A practical runbook should include:
1. Declare an identity incident or high-priority service incident.
2. Assign an incident lead.
3. Retrieve the emergency account credentials using the approved process.
4. Sign in from a known, secured administrative device and network where possible.
5. Identify the likely lockout cause: Conditional Access, MFA, federation, PIM, synchronization, or role assignment.
6. Make the smallest reversible change necessary to restore normal admin access.
7. Validate that at least two normal admin accounts can sign in.
8. Sign out of the emergency account.
9. Rotate credentials if policy requires or if exposure is suspected.
10. Perform post-incident review and update controls.
For example, if a Conditional Access policy is blocking all administrators, do not disable every policy in the tenant unless absolutely necessary. Start by placing the affected admin group in a temporary exclusion, disabling the newly changed policy, or reverting the specific condition that caused the outage.
## Governance: Who Owns the Accounts?
Emergency access is both a technical and governance issue. IT may create the accounts, but business leadership should understand why they exist and who can authorize their use.
Document the following:
– Account names and object IDs
– Purpose and scope
– Assigned roles
– Credential storage locations
– Authorized custodians
– Approval process for use
– Monitoring and alert recipients
– Testing frequency
– Rotation requirements
– Incident response steps
For outsourced IT and MSP-managed environments, this is especially important. The client should know whether the MSP holds emergency credentials, whether the client holds a sealed copy, and what happens if either party is unavailable. Ambiguity during a lockout wastes time.
## Security Trade-Offs and Practical Compensating Controls
There is no perfect break-glass design. If the account is subject to every normal control, it may fail during an emergency. If it is excluded from too much, it becomes a high-value target.
Compensating controls reduce that risk:
– Use unique, extremely long passwords.
– Store credentials offline or in an escrow process independent of Entra ID.
– Prevent routine use.
– Monitor all sign-ins and account changes.

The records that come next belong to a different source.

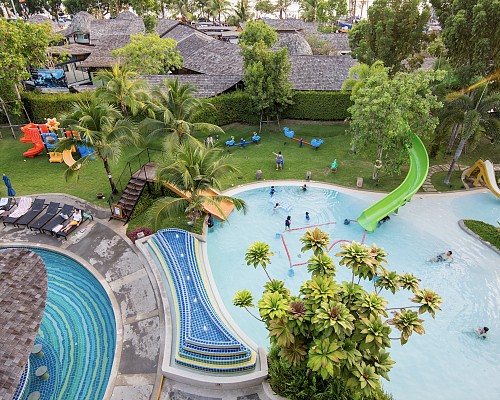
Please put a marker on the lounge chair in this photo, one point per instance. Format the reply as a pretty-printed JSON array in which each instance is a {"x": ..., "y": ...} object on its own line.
[
  {"x": 65, "y": 234},
  {"x": 6, "y": 203},
  {"x": 33, "y": 212},
  {"x": 49, "y": 214},
  {"x": 49, "y": 227},
  {"x": 23, "y": 206}
]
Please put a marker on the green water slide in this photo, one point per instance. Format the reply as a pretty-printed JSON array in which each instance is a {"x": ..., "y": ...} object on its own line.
[{"x": 419, "y": 166}]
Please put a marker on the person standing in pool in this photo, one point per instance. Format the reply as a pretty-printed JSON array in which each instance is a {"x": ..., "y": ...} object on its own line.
[{"x": 279, "y": 160}]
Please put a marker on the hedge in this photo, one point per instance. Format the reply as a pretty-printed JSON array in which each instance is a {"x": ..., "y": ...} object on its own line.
[
  {"x": 229, "y": 108},
  {"x": 319, "y": 106},
  {"x": 42, "y": 106}
]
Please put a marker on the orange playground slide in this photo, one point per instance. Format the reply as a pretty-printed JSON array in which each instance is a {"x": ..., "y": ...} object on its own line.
[
  {"x": 226, "y": 205},
  {"x": 32, "y": 135}
]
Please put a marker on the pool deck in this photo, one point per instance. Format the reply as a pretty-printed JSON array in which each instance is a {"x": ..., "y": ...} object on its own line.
[{"x": 104, "y": 249}]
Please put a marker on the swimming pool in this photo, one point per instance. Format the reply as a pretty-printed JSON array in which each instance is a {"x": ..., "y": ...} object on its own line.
[
  {"x": 77, "y": 332},
  {"x": 448, "y": 362}
]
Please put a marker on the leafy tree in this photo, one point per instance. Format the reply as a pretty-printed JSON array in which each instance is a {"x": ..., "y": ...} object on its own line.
[
  {"x": 219, "y": 7},
  {"x": 358, "y": 74},
  {"x": 265, "y": 6},
  {"x": 193, "y": 168},
  {"x": 101, "y": 127},
  {"x": 266, "y": 72},
  {"x": 340, "y": 331},
  {"x": 471, "y": 36},
  {"x": 175, "y": 109},
  {"x": 150, "y": 55},
  {"x": 259, "y": 253},
  {"x": 394, "y": 34},
  {"x": 472, "y": 114},
  {"x": 123, "y": 88},
  {"x": 22, "y": 46},
  {"x": 386, "y": 110}
]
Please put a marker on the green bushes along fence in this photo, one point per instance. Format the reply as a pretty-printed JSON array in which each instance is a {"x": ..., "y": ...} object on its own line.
[{"x": 229, "y": 108}]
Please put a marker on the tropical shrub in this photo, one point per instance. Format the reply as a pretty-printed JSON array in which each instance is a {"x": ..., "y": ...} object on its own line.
[{"x": 336, "y": 334}]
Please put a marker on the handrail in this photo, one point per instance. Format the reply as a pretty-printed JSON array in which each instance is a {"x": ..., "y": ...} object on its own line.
[{"x": 125, "y": 175}]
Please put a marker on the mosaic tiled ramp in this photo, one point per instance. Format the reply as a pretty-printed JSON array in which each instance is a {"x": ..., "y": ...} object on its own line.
[{"x": 203, "y": 342}]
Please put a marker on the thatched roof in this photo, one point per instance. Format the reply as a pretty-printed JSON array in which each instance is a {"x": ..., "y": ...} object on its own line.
[
  {"x": 41, "y": 19},
  {"x": 74, "y": 49},
  {"x": 296, "y": 43},
  {"x": 207, "y": 85},
  {"x": 320, "y": 72},
  {"x": 80, "y": 23},
  {"x": 163, "y": 26},
  {"x": 216, "y": 57}
]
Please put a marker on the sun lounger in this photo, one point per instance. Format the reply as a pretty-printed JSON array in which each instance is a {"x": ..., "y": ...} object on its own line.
[
  {"x": 33, "y": 212},
  {"x": 6, "y": 203},
  {"x": 23, "y": 206},
  {"x": 65, "y": 234},
  {"x": 58, "y": 219},
  {"x": 49, "y": 214}
]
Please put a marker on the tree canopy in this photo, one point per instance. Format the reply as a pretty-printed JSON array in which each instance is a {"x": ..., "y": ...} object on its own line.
[
  {"x": 386, "y": 110},
  {"x": 150, "y": 55},
  {"x": 471, "y": 36},
  {"x": 394, "y": 34},
  {"x": 339, "y": 330}
]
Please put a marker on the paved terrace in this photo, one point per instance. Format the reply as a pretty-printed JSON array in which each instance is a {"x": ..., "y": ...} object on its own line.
[{"x": 103, "y": 246}]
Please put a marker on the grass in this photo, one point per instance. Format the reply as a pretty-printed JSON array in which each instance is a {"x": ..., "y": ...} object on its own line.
[
  {"x": 485, "y": 231},
  {"x": 37, "y": 175}
]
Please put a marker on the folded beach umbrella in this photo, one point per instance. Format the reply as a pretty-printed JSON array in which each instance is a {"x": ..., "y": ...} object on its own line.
[{"x": 10, "y": 191}]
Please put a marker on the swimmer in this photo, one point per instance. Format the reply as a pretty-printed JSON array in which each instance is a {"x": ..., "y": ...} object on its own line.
[
  {"x": 443, "y": 257},
  {"x": 482, "y": 332}
]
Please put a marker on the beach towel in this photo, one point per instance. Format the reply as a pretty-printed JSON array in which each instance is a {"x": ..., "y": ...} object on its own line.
[{"x": 23, "y": 206}]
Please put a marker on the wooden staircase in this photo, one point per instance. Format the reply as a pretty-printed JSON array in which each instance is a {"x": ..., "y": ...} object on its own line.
[{"x": 132, "y": 192}]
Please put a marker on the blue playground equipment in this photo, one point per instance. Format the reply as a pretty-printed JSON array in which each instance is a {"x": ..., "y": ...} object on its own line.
[{"x": 314, "y": 142}]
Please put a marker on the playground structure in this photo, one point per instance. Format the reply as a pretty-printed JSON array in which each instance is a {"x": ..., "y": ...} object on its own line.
[
  {"x": 225, "y": 205},
  {"x": 315, "y": 143},
  {"x": 419, "y": 166},
  {"x": 33, "y": 134},
  {"x": 243, "y": 142},
  {"x": 483, "y": 174}
]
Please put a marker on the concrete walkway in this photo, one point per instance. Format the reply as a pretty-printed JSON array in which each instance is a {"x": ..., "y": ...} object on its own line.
[{"x": 104, "y": 248}]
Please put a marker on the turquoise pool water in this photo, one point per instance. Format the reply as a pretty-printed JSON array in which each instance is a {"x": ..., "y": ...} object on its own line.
[
  {"x": 77, "y": 332},
  {"x": 449, "y": 362}
]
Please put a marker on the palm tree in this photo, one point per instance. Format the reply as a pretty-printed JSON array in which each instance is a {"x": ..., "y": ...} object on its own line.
[
  {"x": 474, "y": 116},
  {"x": 359, "y": 74},
  {"x": 101, "y": 127},
  {"x": 192, "y": 168},
  {"x": 259, "y": 253},
  {"x": 122, "y": 87},
  {"x": 175, "y": 108}
]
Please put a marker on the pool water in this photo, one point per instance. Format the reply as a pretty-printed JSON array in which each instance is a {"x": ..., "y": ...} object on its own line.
[
  {"x": 449, "y": 361},
  {"x": 77, "y": 332}
]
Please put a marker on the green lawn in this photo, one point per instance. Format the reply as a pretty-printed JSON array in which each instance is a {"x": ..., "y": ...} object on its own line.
[{"x": 37, "y": 175}]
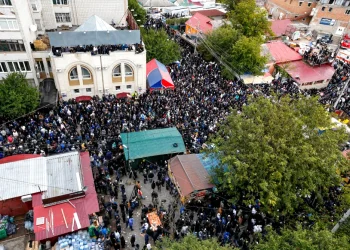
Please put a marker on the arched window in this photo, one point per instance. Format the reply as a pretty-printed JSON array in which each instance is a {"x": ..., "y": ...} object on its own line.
[
  {"x": 85, "y": 73},
  {"x": 73, "y": 75},
  {"x": 117, "y": 71},
  {"x": 128, "y": 70}
]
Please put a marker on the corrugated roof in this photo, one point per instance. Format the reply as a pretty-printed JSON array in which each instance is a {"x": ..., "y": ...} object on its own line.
[
  {"x": 279, "y": 27},
  {"x": 23, "y": 177},
  {"x": 83, "y": 207},
  {"x": 281, "y": 53},
  {"x": 209, "y": 13},
  {"x": 304, "y": 73},
  {"x": 63, "y": 174},
  {"x": 72, "y": 38},
  {"x": 190, "y": 173},
  {"x": 200, "y": 23},
  {"x": 152, "y": 142},
  {"x": 94, "y": 23}
]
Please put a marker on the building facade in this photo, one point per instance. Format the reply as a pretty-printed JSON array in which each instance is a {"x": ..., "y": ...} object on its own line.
[
  {"x": 302, "y": 10},
  {"x": 25, "y": 22},
  {"x": 332, "y": 16}
]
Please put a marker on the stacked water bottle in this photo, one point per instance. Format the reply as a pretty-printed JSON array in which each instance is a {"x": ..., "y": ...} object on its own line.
[{"x": 79, "y": 241}]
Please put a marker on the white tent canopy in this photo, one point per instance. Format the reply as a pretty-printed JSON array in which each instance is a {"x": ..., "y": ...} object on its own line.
[{"x": 94, "y": 23}]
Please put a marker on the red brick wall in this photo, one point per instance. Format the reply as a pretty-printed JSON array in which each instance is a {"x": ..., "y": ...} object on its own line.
[{"x": 14, "y": 207}]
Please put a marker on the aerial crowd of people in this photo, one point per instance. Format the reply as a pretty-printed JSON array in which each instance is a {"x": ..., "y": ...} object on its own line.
[{"x": 202, "y": 98}]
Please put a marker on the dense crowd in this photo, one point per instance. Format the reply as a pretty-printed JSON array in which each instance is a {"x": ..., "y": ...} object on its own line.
[{"x": 202, "y": 99}]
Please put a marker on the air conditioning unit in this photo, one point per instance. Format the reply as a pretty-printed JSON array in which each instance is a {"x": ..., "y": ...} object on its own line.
[{"x": 26, "y": 198}]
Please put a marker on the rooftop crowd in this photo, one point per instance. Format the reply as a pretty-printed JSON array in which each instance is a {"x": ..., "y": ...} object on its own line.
[{"x": 202, "y": 98}]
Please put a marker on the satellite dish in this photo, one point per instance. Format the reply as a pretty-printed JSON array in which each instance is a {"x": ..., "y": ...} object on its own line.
[{"x": 33, "y": 28}]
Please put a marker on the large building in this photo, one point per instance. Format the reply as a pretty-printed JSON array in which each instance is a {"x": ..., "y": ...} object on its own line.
[
  {"x": 332, "y": 16},
  {"x": 25, "y": 47}
]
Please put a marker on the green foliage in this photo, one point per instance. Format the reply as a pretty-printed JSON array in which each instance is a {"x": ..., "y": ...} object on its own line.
[
  {"x": 139, "y": 12},
  {"x": 17, "y": 97},
  {"x": 250, "y": 19},
  {"x": 245, "y": 56},
  {"x": 177, "y": 21},
  {"x": 159, "y": 46},
  {"x": 273, "y": 149},
  {"x": 189, "y": 243},
  {"x": 314, "y": 239}
]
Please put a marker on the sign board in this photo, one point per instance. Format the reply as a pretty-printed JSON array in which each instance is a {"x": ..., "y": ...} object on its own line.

– Review Conditional Access exclusions regularly.
– Test access on a schedule.
– Keep recovery documentation outside Microsoft 365.
– Rotate credentials after use or suspected exposure.
For many organizations, the greatest risk is not that a well-designed emergency account exists. The greater risk is discovering during an outage that no reliable recovery path exists at all.
## Practical Summary and Key Takeaways
Microsoft 365 emergency access accounts are not optional hygiene for mature environments. They are a core business continuity control for any organization that depends on Entra ID, Microsoft 365, Intune, Azure, or SaaS applications tied to Microsoft identity.
Key takeaways:
– Create at least two cloud-only emergency access accounts.
– Use the tenant.onmicrosoft.com domain to avoid federation dependencies.
– Exclude emergency accounts from Conditional Access policies that could cause tenant-wide lockout.
– Use strong compensating controls: offline credential storage, strict governance, and high-priority monitoring.
– Treat any sign-in attempt as a security event.
– Test quarterly and after major identity changes.
– Store the runbook somewhere accessible when Microsoft 365 is unavailable.
A good break-glass design is quiet most of the year. It does not help with daily administration, and it should not make anyone’s work more convenient. But when identity controls fail, it can be the difference between a short, controlled recovery and a prolonged business outage.